I think the biggest lie that a person can tell themselves is that they're ok. One of the most cliche thing is "it's ok to not be ok" but it's so incredibly true. Think about it. Think of a situation where you had something so devastating happen. Do you have it? Good. Now think about how not ok you were in that moment.
There's people in the world that think they have to be strong in every situation but that's not true. There's people who think that it's not ok to not have it all together. There's people in this world who believe they aren't allowed to cry. That is wrong.
Every person should be able to mourn loss. Whether a physical, tangible loss or an emotional, mental loss.
In high school I thought I wasn't able to show my true emotions. I was literally a wall. I didn't mourn any kind of loss. I didn't tell myself it was ok to cry, laugh, smile, love, or show happiness. I faked almost every part of who I was- even into college.

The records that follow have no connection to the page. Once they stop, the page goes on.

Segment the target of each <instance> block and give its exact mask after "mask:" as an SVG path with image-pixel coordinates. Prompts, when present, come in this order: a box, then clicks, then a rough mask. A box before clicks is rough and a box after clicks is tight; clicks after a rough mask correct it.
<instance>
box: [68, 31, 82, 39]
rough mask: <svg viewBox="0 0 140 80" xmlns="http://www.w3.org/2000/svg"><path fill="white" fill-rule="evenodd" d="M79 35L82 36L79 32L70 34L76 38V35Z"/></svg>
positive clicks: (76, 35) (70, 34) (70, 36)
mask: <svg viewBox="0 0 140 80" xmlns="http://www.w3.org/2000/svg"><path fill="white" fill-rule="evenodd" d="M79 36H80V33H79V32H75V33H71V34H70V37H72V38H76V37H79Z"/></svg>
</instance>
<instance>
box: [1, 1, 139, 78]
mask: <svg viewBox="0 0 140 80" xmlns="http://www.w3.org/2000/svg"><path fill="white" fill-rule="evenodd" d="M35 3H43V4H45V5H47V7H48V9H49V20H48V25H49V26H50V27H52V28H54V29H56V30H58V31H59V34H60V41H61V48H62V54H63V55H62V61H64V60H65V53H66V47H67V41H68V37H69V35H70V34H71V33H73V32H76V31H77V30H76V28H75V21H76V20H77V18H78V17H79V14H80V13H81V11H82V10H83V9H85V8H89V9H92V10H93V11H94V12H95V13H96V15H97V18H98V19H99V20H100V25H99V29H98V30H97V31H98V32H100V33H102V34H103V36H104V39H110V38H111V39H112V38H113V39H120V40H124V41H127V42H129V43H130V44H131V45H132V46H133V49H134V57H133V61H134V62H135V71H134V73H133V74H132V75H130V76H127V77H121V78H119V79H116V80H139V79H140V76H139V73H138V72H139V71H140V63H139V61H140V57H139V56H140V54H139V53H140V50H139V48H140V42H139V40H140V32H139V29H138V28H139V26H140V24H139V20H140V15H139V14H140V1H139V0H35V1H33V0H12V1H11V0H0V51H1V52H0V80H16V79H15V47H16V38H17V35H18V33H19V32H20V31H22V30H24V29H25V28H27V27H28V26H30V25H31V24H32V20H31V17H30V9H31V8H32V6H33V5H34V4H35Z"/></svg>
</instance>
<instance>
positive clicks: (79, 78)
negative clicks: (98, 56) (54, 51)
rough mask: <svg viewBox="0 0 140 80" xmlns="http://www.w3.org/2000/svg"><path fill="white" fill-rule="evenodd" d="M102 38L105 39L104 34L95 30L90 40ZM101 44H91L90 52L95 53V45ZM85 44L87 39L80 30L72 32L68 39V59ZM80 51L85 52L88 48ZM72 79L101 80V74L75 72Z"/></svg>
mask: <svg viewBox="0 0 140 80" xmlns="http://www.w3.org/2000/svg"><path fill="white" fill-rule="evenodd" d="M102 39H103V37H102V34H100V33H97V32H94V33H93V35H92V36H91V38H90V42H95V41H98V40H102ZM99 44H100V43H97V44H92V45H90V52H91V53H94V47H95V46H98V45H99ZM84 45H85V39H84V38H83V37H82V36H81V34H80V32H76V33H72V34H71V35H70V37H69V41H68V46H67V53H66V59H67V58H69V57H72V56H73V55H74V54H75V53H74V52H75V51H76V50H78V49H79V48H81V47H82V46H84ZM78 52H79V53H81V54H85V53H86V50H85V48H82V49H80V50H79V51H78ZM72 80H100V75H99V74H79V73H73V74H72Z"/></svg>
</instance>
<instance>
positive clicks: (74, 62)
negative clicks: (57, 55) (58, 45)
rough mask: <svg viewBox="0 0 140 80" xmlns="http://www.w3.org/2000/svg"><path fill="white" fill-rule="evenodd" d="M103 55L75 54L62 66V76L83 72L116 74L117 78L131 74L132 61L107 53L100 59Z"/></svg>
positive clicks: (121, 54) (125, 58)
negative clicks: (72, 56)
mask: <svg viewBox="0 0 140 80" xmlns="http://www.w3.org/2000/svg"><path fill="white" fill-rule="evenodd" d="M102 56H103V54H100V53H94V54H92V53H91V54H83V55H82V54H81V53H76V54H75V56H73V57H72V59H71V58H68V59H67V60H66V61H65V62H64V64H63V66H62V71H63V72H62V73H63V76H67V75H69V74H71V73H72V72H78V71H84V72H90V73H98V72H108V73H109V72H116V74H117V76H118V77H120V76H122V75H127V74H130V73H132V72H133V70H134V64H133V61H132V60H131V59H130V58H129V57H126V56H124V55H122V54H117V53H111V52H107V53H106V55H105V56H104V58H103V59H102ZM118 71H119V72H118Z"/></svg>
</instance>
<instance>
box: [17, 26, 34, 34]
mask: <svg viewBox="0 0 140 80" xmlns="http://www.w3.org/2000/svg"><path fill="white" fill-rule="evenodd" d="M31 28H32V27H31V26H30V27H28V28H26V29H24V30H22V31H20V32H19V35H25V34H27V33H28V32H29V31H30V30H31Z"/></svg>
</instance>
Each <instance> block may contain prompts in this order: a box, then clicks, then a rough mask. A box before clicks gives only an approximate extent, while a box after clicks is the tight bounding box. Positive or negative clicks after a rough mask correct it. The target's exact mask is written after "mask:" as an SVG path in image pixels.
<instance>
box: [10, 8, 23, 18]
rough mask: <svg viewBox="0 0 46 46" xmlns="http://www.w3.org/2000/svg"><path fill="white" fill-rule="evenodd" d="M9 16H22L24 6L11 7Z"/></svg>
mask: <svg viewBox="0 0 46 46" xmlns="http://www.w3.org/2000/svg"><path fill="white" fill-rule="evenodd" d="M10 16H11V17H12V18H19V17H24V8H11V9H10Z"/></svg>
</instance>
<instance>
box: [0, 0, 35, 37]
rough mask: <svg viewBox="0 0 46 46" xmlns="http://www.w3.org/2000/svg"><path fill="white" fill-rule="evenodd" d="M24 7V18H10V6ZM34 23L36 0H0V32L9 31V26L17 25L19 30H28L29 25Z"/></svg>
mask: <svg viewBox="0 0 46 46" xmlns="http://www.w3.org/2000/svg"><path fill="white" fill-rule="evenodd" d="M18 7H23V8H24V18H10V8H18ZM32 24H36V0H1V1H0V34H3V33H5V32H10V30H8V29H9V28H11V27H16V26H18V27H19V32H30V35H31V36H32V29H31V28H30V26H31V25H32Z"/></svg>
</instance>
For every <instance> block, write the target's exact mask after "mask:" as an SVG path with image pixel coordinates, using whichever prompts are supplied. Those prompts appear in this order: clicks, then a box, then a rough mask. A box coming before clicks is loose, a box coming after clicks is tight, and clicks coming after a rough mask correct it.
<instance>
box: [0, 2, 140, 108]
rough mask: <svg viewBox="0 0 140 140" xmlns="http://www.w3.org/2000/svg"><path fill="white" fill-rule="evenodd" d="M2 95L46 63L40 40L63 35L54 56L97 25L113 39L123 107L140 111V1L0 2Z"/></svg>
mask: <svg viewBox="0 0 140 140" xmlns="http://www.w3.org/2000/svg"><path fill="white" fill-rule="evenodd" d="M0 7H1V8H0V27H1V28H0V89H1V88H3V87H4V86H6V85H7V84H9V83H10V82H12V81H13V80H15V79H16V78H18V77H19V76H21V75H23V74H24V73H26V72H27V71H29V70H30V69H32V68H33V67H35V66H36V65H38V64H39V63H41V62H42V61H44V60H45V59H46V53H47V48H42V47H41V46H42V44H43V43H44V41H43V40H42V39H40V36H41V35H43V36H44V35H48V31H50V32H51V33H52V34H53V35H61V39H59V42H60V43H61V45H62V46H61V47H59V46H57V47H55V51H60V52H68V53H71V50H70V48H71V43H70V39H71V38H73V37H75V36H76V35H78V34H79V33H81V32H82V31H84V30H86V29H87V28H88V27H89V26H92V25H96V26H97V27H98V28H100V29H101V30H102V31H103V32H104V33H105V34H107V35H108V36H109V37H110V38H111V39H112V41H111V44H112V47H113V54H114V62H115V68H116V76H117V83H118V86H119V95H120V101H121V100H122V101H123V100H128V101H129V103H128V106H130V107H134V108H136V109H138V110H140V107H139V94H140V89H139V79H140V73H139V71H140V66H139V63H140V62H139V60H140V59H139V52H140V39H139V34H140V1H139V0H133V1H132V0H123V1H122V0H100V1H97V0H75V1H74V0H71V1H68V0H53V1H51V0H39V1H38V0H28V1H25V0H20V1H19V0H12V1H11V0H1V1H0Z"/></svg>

My soul still hurts for that girl I was, so broken and sad. Luckily I have a friend who gets me. She went through a lot of the same things and sees most things how I see them. She had self destructive behaviors too but we have grown together. She taught me it is ok to have emotion and process my feelings and show who I really am.
Those car rides and long talks and even the seemingly insignificant times we talked during basketball and soccer seasons with her have shaped so much of my emotional ability to process and I wouldn't be who I am without her friendship. It is not wrong to feel something so deeply that it breaks you. It is not wrong to cry alone or cry with someone. It is not wrong to miss someone or something or a dream or idea you have. Mourn those things now so you don't get bitter but don't stay in that mindset. Don't play the victim because you are more than that.
You are a survivor. You are worthy. You are valuable. Someone out in the world loves you and I'm rooting for you and praying for you but most of all, Jesus loves you. Hold onto that.